What Are Common Hepatitis Symptoms in Children?

“The big symptom that made all these kids different was that they all showed signs of jaundice, which is the yellowish discoloration of the skin and eyes,” Buchfellner said.

Aside from that notable symptom of these unusual cases of hepatitis, he said, a majority of patients had nausea and vomiting and experienced severe fatigue and loss of appetite.

Other symptoms may include fever, stomach pain, dark urine, and light-colored stools.

How did the children with long-term hepatitis fare?

This unusual form of hepatitis can be fatal, although deaths appear to be rare so far. The CDC has not yet determined whether the five US deaths under investigation were indeed caused by hepatitis.

Of the 109 cases studied, 14 percent required a liver transplant, according to the CDC. They will have to take medication for the rest of their lives to keep their bodies from rejecting the new organ.

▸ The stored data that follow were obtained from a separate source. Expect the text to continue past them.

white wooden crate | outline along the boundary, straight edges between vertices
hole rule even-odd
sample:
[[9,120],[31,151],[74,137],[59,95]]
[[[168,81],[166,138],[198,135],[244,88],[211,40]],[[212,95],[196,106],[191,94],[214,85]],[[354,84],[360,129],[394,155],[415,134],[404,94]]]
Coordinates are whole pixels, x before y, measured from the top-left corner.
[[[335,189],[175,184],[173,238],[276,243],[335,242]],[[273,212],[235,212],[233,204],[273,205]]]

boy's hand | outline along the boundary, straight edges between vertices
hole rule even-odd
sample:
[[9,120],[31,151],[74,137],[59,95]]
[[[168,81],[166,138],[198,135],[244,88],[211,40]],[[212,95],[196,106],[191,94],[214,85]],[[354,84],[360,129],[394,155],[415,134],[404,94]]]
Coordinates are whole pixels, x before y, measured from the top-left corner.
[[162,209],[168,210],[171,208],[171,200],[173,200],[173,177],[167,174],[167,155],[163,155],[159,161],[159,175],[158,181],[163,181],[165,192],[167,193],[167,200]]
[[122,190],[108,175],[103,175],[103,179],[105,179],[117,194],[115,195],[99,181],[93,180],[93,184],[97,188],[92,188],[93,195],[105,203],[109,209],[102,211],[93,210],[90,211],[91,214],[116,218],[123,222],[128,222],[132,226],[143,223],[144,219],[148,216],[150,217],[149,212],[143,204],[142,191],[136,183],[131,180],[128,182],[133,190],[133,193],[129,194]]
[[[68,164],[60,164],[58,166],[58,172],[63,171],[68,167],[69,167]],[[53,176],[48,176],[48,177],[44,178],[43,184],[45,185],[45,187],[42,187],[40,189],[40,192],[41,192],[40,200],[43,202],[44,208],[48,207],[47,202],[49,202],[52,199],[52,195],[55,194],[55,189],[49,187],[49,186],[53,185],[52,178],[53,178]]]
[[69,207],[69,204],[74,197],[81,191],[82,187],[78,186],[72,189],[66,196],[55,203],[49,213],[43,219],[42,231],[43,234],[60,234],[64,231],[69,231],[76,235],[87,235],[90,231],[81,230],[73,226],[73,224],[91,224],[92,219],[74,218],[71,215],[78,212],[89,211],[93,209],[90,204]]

The majority of the children had to be hospitalized, but Buchfellner said it was mainly to make sure doctors could monitor them and do more testing.

But for the most part, the illnesses were mild. The liver is a robust organ that can often heal itself over time, with proper hydration and nutrition. As such, many of these young patients have made a full recovery and continue to do well, Buchfellner said.

“All of our nine children are doing well, even those who needed a transplant,” he said.

Can this hepatitis disease be prevented with a vaccine?

Some forms of hepatitis can be prevented with routine vaccines, such as those against hepatitis A and B viruses. But those viruses are excluded in these cases, as are the other typical viruses that can cause hepatitis: C, D, and E.

There is no publicly available vaccine for adenoviruses, but the US has approved an adenovirus vaccine for military personnel that protects against two subtypes: type 4 and type 7.

Adenovirus 41 is generally spread through feces, so proper hand washing is critical, especially after diaper changes and visits to the bathroom.